Learning how to communicate in bed is an art. You want to be gentle enough to avoid hurt feelings, but firm enough to get what you need. If you’re new to sex or simply need a few pointers about how to express yourself between the sheets, follow Jack and Jill’s Dos and Don’ts Guide to Pillow Talk.
Pillow Talk Tips
- Do: Remember there’s a human being behind that beautiful package. If you wouldn’t want to hear your own feedback, it’s likely too harsh for someone else’s ears. Be kind and respectful always.
- Don’t: Neglect to point out your partner’s strengths. Want them to give a better blowjob? Express what feels amazing in the moment and ask them not to stop.
- Do: Experiment with dirty talk! Everyone feels ridiculous at first, but you may find it’s a bigger turn on than you expect and decide to make it a regular thing.
- Don’t: Tell your partner in the moment if you’re having trouble reaching orgasm. Save that for a non-sexual time. Instead, simply switch positions or dial it back to continue with foreplay.
- Do: Ask for feedback yourself! A great way to initiate a tough conversation is to level the playing field. Ask what your partner wants more or less of from you – just be prepared to hear the honest truth!
- Don’t: Be afraid to discuss your fantasies in or outside of the bedroom (the latter is often easiest, believe it or not). Assure your partner their needs are a priority to you and then set the tone by offering to go first.
- Do: Put an immediate stop to things if your partner is crossing boundaries, hurting you or not respecting your limits.
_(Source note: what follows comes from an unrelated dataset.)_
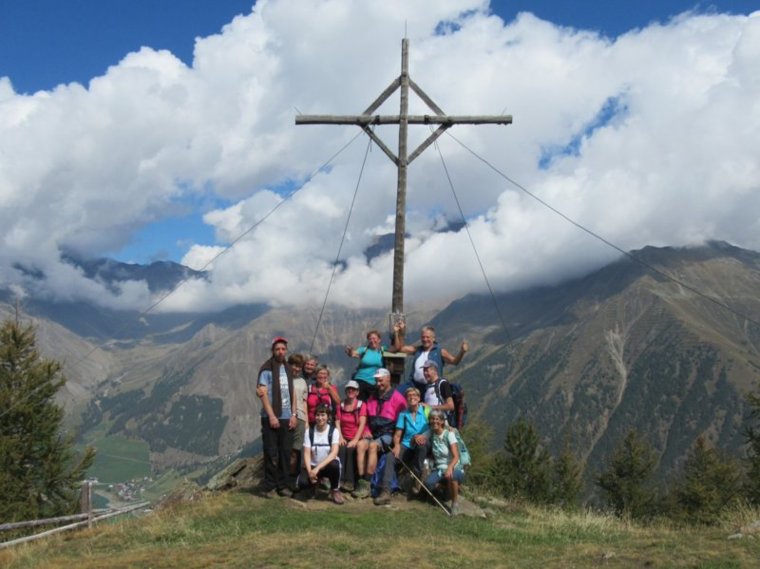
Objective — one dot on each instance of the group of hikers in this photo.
(311, 435)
It is imperative you communicate in no uncertain terms. Consent is a “Do” 100 percent of the time.
- Don’t: Be shy about establishing safe words. Typical in the BDSM arena, a safe word is a word or phrase spoken aloud to indicate you’d like your partner to slow down or stop altogether. Just because you don’t use whips doesn’t mean a safe word isn’t just as effective for succinct communication in the moment.
- Do: Let your body do the talking! Whether you’re arching your back, grabbing at your partner passionately or thrusting in rhythm, show your enthusiasm through movement.
- Don’t: Overthink it. At the end of the day, it’s just sex. The majority of couples have difficulty communicating. As long as you’re trying to improve the situation with honesty and respect for your partner, you’re far ahead of the rest.